Does AP need to follow WLC upgrade and get the intermediate release? Or will the Access Points survive if it skips the intermediate release?
The release notes says yes – “When you upgrade Cisco WLC to an intermediate release, wait until all the APs that are associated with Cisco WLC are upgraded to the intermediate release before you install the latest Cisco WLC software. In large networks, it can take some time to download the software on each AP“.
They don’t specifically say why, so I wanted to test for myself for several reasons
1) I’m curious about the outcome
2) Upgrading large networks can take a lot of time – could this be a possible short cut to use (if the benefits of the gambling on an unsupported path outweighs the actual danger of going an unsupported path)
3) What happens if there is an AP not online at the time of upgrade? Will it be stuck?

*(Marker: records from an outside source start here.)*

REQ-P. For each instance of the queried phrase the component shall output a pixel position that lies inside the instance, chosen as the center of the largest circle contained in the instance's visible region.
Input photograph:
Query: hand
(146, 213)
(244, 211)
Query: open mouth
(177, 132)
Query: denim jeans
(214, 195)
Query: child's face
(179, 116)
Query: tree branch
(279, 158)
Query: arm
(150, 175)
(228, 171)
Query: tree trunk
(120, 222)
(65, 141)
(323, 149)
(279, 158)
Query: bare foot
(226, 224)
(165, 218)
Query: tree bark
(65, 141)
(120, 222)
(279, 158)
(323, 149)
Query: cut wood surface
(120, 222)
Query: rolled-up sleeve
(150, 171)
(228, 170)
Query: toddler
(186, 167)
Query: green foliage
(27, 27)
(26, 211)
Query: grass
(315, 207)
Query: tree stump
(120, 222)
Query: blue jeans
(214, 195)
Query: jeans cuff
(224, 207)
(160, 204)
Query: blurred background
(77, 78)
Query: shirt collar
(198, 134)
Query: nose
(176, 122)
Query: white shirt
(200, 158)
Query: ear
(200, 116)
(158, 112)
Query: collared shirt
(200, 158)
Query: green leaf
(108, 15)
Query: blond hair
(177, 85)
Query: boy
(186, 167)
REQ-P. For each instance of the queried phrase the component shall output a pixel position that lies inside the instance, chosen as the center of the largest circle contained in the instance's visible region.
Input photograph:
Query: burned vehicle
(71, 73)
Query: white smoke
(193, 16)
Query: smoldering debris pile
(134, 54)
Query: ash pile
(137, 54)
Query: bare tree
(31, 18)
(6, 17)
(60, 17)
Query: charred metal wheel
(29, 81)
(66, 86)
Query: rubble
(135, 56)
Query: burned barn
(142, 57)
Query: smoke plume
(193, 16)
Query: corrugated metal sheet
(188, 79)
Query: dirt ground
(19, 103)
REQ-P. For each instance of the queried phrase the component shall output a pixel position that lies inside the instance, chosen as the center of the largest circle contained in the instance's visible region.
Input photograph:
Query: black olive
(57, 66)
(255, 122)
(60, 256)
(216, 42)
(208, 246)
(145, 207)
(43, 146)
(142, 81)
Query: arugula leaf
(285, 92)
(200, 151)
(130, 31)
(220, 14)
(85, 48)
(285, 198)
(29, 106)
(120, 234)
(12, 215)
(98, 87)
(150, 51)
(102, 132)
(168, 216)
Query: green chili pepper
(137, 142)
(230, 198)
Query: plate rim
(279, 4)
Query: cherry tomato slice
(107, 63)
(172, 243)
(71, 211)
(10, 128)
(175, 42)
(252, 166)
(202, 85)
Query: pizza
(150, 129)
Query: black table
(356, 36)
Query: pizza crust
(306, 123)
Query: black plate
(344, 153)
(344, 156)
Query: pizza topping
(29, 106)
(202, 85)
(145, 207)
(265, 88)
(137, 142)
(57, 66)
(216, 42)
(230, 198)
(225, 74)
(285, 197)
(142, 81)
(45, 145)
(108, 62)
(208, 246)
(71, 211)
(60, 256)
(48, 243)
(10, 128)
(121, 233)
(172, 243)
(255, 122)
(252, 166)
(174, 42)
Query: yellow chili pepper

If one took a such a short cut – one could hope that a rollback to previous release is all you need in a worst-case scenario.
One could also do a test by removing connnectivity between all APs and WLC prior to the upgrade. Then upgrade the WLC to the desired software level and then reconnect just a few different APs/models to see what happens. If they are successful, one could open up for all APs. If not – downgrade.
My little simple test:
I cut off one of the access points (cap2702), upgraded a WLC 5508 from 18.104.22.168 > 8.3.143 > 8.5.140 – waited for the network and the rest of the APs to stabilize and then connected the cap2702 back on the network.
It worked. The AP joined the WLC and upgraded itself to v8.5.140.
This does not mean it will work for all releases and all models, but it is good to know that stranded APs at least have a chance of finding the WLC and getting upgraded.
A safer bet is of course to predownload the intermediate release during normal operations, so the total service interruptions won’t be that massive.